Students will gain insights into people's choices about responsibiity through scenarios.

Lesson Rating 
0
Duration 
PrintOne 20-minute lesson
Objectives 

The learner will:

  • analyze a scenario to determine ways of handling decisions about responsibility.
  • explain responses, with rationale, to a variety of perspectives.
Materials 
  • Copies of Handout One: Scenarios for each student (teacher may choose the method for using the scenarios).

Instructions

Print
  1. Anticipatory Set:

    Teacher: Today's lesson is about follow through. Have you ever promised to do something that you knew was the right thing to do, but you didn't quite do what you said you would do? Who would like to confess (by raising his/her hand) that this has happened to you?? Let's be honest . . . all of us should have our hands up!

  2. Give each student a copy of Handout One: Scenarios. Give them instructions for the discussion method that suits your class (options below).
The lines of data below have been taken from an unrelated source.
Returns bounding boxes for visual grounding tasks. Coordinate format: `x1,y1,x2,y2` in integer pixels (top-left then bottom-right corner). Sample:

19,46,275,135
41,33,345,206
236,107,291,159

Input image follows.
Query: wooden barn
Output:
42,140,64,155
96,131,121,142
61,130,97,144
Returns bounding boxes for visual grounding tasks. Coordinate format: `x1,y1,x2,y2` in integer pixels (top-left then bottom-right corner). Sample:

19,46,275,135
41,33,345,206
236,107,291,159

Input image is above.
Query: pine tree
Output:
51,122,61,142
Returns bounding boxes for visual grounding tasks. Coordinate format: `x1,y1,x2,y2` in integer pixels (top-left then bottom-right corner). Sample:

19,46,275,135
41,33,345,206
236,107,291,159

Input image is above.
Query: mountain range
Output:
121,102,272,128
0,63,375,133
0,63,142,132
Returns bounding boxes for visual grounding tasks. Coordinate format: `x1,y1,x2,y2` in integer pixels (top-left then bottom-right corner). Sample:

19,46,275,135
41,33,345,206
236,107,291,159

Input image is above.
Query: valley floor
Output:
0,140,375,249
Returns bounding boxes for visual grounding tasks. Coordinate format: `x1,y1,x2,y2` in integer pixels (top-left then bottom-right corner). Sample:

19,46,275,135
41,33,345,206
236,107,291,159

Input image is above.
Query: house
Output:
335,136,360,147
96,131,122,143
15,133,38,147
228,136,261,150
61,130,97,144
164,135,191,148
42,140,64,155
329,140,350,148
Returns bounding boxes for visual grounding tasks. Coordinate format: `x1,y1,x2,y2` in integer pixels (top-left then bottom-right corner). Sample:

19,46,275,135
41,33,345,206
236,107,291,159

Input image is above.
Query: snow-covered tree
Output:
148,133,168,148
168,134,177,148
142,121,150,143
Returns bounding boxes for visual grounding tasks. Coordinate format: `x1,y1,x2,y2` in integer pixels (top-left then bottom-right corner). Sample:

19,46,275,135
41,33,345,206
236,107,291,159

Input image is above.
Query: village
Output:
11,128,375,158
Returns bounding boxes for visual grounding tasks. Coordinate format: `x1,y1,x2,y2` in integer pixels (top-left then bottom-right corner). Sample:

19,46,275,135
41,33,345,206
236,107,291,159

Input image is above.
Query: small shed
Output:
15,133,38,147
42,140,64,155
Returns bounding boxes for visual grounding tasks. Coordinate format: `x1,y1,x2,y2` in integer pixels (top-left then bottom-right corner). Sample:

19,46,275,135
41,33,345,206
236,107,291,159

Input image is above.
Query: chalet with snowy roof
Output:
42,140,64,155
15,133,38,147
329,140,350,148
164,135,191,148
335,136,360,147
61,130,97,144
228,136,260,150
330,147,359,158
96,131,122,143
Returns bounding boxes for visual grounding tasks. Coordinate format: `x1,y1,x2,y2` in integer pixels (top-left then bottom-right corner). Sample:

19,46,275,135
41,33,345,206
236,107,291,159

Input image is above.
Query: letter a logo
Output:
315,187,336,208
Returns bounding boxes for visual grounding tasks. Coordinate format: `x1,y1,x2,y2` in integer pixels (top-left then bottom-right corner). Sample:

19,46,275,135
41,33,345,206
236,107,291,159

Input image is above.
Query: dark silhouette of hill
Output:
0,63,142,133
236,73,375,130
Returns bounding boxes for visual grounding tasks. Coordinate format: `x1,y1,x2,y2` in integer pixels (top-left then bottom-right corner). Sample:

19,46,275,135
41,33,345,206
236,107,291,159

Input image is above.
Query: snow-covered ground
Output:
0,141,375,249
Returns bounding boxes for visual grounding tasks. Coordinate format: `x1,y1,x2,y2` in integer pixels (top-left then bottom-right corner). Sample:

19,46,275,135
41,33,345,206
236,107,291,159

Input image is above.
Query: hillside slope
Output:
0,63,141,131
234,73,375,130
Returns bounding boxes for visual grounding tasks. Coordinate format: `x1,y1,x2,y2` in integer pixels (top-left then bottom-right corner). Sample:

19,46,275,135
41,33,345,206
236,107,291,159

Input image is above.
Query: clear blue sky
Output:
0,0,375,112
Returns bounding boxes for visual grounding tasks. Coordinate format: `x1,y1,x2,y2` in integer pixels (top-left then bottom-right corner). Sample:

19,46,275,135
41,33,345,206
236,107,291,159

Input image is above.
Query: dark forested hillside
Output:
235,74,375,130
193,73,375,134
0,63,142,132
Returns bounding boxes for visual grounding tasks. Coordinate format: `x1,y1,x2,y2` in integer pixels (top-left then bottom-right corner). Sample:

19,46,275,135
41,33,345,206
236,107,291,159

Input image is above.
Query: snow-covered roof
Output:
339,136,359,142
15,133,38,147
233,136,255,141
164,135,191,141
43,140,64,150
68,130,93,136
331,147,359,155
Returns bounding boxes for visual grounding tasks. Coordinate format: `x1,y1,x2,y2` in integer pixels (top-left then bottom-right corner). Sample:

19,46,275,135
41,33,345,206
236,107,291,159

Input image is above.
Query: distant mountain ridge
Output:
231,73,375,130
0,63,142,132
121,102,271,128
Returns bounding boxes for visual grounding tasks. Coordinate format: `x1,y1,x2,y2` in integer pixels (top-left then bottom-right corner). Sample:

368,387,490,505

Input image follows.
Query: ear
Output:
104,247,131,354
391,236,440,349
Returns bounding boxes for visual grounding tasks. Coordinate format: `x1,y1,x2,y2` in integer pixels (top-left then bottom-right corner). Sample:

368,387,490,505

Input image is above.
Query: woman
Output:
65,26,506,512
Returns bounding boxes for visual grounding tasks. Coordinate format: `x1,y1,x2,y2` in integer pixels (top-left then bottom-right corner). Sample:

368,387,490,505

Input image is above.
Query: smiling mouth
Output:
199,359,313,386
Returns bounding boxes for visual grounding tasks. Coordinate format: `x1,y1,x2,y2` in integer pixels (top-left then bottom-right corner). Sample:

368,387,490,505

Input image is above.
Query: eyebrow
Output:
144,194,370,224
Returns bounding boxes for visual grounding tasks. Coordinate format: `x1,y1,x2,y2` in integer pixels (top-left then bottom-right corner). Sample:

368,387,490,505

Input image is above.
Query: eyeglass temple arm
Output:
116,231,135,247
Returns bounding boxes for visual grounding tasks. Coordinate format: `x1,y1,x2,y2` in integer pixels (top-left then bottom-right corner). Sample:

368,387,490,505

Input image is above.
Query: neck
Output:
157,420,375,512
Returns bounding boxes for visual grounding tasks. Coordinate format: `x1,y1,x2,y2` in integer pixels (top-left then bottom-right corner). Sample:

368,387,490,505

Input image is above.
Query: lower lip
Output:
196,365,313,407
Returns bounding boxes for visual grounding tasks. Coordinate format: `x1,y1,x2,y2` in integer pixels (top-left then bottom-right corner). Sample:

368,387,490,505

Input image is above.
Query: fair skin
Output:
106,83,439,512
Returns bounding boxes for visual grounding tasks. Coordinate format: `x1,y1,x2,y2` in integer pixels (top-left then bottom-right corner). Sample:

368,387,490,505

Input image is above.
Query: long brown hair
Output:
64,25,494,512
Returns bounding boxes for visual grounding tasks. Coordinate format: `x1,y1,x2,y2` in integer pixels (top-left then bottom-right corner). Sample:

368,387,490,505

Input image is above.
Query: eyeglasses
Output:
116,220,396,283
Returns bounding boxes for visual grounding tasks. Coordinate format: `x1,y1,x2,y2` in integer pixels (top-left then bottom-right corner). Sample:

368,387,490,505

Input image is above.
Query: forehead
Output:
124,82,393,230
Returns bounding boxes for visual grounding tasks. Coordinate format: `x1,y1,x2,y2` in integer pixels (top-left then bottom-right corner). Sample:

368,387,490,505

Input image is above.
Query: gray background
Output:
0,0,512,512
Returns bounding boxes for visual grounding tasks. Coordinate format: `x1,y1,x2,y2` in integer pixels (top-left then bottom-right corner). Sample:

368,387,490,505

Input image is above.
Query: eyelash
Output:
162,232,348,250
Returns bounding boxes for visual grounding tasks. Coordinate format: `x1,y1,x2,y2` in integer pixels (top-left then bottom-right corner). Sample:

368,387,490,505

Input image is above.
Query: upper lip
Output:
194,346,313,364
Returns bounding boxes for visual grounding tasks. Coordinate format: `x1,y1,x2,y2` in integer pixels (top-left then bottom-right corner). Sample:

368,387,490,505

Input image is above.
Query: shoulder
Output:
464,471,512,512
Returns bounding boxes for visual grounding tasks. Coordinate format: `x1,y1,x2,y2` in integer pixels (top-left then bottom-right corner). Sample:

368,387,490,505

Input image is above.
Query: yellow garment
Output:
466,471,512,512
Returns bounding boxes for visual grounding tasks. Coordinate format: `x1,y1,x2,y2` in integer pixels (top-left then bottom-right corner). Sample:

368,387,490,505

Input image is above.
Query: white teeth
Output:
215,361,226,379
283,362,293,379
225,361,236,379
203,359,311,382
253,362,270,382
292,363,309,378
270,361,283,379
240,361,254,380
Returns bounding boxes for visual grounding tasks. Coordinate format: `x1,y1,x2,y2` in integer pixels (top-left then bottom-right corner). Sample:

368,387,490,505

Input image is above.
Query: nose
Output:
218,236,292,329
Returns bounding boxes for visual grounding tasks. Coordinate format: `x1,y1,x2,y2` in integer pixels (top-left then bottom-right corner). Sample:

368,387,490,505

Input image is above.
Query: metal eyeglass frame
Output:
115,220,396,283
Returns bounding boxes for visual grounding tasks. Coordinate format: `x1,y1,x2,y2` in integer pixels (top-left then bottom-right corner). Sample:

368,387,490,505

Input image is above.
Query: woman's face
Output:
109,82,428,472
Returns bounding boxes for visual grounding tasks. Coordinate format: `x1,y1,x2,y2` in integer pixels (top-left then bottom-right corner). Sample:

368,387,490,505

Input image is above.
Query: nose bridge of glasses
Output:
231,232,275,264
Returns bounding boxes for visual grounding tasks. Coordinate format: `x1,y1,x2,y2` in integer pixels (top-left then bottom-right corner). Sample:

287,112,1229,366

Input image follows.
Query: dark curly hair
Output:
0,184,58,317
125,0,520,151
    • Method 1: Select one scenario for all the learners to read and discuss. Put the students into three groups, and have each group discuss and determine the answers to the questions posed. A "reporter" from each group shares their responses along with their rationale for their decisions.
    • Method 2: Put the students into three groups and assign a different scenario to each group. Within their groups, students read and discuss their scenario. Then different group members take different questions to answer in writing. They write their answers and rationale and report back to their groups. Then the group discusses the questions and prepares to report back to the whole class.
    • Method 3:Use all three scenarios. Select students to role-play the parts within each scenario, first acting irresponsibly, then re-enacting with responsible choices.This method will take longer and could extend over two days. Discuss the questions as a whole class.
  3. Reflect on the discussions by asking the students, "What causes people to take responsibility and follow through?" and "Who is affected when someone doesn't take responsibility?"

Cross Curriculum 

This character education mini-lesson is not intended to be a service learning lesson or to meet the K-12 Service-Learning Standards for Quality Practice. The character education units will be most effective when taught in conjunction with a student-designed service project that provides a real world setting in which students can develop and practice good character and leadership skills. For ideas and suggestions for organizing service events go to www.generationon.org.

Handouts

Philanthropy Framework

  1. Strand PHIL.I Definitions of Philanthropy
    1. Standard DP 01. Define Philanthropy
      1. Benchmark MS.4 Give examples of how individuals have helped others.
  2. Strand PHIL.II Philanthropy and Civil Society
    1. Standard PCS 01. Self, citizenship, and society
      1. Benchmark MS.4 Describe the characteristics of someone who helps others.
  3. Strand PHIL.III Philanthropy and the Individual
    1. Standard PI 01. Reasons for Individual Philanthropy
      1. Benchmark MS.5 Describe the responsibility students have to act in the civil society sector to improve the common good.